The triptych is completed with the cooperation of all, the State, citizens, consumer organizations, independent authorities, with healthy entrepreneurship, he added. “With the cycle of contacts with market players that began with the assumption of their functions almost complete, there was moderate optimism that supermarket companies will respond positively. “I believe that this summer food inflation will slow down substantially,” he noted.
“Justice is not done by law and by article”
He made it clear, however, that accuracy is not addressed by law and article. The market is not regulated by buttons, he said characteristically.

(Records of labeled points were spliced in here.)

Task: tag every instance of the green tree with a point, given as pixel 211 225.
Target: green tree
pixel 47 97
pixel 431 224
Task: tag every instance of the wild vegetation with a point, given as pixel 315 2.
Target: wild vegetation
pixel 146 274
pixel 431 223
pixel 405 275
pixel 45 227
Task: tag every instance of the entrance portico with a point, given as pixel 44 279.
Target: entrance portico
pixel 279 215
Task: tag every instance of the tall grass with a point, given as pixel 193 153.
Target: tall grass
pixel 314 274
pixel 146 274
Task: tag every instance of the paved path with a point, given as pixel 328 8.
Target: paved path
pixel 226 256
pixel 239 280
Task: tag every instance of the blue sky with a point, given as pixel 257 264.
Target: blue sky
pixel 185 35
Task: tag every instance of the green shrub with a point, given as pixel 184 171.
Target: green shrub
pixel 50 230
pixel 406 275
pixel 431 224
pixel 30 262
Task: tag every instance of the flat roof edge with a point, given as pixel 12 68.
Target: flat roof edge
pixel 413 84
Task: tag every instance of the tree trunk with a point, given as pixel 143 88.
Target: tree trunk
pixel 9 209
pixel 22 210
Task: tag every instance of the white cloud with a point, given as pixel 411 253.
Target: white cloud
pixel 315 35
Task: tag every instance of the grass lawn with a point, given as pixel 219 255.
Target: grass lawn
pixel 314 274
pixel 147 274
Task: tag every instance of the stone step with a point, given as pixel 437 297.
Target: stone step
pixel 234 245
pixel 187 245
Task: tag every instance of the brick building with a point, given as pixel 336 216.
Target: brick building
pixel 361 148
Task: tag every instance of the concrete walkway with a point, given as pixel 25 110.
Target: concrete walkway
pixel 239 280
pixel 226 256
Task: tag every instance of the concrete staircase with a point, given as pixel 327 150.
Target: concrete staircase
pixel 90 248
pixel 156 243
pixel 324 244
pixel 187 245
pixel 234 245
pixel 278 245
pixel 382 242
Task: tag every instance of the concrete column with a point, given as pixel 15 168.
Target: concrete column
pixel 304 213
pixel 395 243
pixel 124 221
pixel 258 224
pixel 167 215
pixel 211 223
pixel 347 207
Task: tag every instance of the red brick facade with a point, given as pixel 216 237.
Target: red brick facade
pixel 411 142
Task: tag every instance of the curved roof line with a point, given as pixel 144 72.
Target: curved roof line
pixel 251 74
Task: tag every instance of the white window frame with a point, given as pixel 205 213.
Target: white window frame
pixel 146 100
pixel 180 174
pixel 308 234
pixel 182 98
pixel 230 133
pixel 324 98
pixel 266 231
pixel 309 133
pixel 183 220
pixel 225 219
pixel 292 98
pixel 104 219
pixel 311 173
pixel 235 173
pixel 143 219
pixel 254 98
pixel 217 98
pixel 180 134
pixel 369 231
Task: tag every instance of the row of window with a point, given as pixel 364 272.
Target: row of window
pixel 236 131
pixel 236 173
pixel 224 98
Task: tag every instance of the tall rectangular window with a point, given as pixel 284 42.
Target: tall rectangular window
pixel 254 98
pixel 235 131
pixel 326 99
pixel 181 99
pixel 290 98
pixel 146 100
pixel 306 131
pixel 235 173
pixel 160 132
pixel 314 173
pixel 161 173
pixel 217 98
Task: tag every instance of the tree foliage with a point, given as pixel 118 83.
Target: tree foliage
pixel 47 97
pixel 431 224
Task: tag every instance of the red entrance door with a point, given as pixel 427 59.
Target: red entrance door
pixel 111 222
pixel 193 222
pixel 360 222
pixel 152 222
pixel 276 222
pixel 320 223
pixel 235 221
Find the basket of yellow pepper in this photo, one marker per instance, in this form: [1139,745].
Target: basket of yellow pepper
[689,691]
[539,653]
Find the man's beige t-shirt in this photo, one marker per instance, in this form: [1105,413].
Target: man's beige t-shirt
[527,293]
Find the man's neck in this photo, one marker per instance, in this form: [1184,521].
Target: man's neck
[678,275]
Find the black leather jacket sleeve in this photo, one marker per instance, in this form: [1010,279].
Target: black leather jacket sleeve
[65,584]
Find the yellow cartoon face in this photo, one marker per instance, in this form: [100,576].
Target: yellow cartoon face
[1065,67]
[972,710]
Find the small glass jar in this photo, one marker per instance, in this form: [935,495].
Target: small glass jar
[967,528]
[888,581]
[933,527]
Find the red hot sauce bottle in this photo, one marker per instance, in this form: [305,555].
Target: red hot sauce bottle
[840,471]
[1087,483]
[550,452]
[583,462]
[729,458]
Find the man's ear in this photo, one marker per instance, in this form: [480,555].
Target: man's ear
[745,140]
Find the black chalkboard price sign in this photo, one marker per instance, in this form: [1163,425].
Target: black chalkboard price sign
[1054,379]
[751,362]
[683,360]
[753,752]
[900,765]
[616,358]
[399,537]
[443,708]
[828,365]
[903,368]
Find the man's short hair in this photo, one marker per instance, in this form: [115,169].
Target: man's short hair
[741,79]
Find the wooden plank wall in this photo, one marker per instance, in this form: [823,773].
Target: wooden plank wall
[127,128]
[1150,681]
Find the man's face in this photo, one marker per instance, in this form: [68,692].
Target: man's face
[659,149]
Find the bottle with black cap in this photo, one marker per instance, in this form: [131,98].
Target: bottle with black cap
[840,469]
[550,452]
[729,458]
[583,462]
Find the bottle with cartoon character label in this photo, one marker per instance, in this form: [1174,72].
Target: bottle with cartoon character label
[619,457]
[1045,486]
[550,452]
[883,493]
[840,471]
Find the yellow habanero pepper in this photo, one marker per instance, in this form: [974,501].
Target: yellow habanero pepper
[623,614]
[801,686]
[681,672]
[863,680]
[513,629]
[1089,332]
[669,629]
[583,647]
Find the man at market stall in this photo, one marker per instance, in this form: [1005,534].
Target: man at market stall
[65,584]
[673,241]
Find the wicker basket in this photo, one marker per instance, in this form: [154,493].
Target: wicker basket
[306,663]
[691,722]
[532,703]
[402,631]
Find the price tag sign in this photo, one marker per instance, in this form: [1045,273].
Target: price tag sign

Referring to the government’s policy as a whole, Theodorikakos highlighted that “we supported families and businesses with 50 billion euros for the pandemic, unemployment decreased, hundreds of thousands of new jobs were created, the minimum wage increased three times and that the country is steadily progressing at a growth rate of more than 2%. Our objective is for the average salary to be 1500 euros at the end of the four years”, he highlighted.
“The Ministry of Development contributes to a new productive model for the country, it implements policies to increase the disposable income of families, it is not the ministry of precision, it is a huge mission related to the future of the country and our children and we will do everything “the best.” as much as we can to support the average Greek family,” he concluded.